We simulate 64 studies of a true effect of 0.20.2, publish the precise ones and only the significant small ones, and look for the damage.

Python
import numpy as np
from scipy import stats

rng = np.random.default_rng(3)
m = 64
se = rng.uniform(0.04, 0.6, m)
y = rng.normal(0.20, se)                          # true log risk ratio = 0.20
pub = (se < 0.12) | (y / se > 1.28)               # precise, or small-and-significant
ys, ses = y[pub], se[pub]
v = ses**2
fe = lambda yy, vv: (yy / vv).sum() / (1 / vv).sum()

# Egger's test: standardized effect ~ precision; intercept != 0 means asymmetry
snd, prec = ys / ses, 1 / ses
X = np.column_stack([np.ones(len(ys)), prec])
b = np.linalg.lstsq(X, snd, rcond=None)[0]
resid = snd - X @ b
cov = (resid @ resid / (len(ys) - 2)) * np.linalg.inv(X.T @ X)
egger_p = 2 * stats.t.sf(abs(b[0] / np.sqrt(cov[0, 0])), len(ys) - 2)

# trim-and-fill: estimate the number missing, impute, re-pool
th = fe(ys, v)
for _ in range(30):
    T = ys - th; Sr = np.sum(stats.rankdata(np.abs(T))[T > 0])
    k = len(ys); L0 = max(0, round((4 * Sr - k * (k + 1)) / (2 * k - 1)))
    order = np.argsort(ys)
    th = fe(ys[order[:k - L0]] if L0 else ys, v[order[:k - L0]] if L0 else v)
ex = np.argsort(ys)[k - L0:] if L0 else []
adj = fe(np.r_[ys, 2 * th - ys[ex]], np.r_[v, ses[ex]**2])

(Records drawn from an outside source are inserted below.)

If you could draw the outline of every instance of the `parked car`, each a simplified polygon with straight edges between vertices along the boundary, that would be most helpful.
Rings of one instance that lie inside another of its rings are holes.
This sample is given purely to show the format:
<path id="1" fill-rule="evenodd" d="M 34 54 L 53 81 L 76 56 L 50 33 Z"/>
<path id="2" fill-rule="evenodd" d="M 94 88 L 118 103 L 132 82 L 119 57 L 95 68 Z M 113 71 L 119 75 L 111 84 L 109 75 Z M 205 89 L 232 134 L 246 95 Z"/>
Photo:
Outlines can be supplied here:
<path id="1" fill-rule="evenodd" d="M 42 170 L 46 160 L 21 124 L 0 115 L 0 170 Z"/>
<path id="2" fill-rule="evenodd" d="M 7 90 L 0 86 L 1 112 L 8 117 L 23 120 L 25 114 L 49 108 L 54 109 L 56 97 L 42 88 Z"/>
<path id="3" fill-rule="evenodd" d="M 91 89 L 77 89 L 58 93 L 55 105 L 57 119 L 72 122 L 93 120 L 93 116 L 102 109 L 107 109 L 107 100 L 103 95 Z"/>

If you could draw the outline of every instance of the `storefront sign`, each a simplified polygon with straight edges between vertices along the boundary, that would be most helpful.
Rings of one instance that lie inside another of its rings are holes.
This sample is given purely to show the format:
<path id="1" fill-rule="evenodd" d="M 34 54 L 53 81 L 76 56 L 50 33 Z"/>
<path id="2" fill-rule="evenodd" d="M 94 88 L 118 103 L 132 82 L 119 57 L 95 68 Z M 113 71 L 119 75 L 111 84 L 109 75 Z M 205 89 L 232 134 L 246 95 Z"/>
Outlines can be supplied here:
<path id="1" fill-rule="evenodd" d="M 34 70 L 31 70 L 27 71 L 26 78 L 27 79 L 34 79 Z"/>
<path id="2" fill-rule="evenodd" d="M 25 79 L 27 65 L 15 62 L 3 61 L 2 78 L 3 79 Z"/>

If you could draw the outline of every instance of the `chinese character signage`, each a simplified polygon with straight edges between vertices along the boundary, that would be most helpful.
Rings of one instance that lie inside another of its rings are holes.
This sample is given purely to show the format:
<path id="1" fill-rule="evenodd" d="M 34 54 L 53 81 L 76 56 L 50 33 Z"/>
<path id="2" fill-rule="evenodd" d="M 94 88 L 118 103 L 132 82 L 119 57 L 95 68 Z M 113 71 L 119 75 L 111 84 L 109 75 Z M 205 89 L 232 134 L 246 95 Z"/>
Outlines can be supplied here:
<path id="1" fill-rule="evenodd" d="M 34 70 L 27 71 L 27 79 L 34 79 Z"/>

print(f"published {len(ys)}/{m}, true 0.20")
print(f"naive pooled {fe(ys, v):.3f}   Egger intercept {b[0]:.2f} (p={egger_p:.3f})")
print(f"trim-and-fill imputed {L0}, adjusted pooled {adj:.3f}")
published 22/64, true 0.20
naive pooled 0.265   Egger intercept 1.39 (p=0.000)
trim-and-fill imputed 9, adjusted pooled 0.248

The published studies alone put the pooled effect well above the truth, Egger’s test flags the asymmetry, and trim-and-fill pulls the estimate back toward 0.20.2 — not all the way, but enough to show the naive number should not be trusted at face value.

Beyond funnels#

Funnel-based methods are screens; stronger approaches model the selection directly.

Why it matters#

Meta-analysis is supposed to be the top of the evidence hierarchy, but it inherits every distortion in what got published, and publication bias systematically pushes pooled effects away from the null — exactly the direction that leads to overstated benefits and overconfident guidance. Every serious systematic review therefore inspects a funnel plot, tests for small-study effects, and runs trim-and-fill or a selection model as a sensitivity analysis, reporting how fragile the headline number is to the studies that never appeared. The uncomfortable lesson is that the fix is upstream: only registering studies before they run can make the missing ones visible.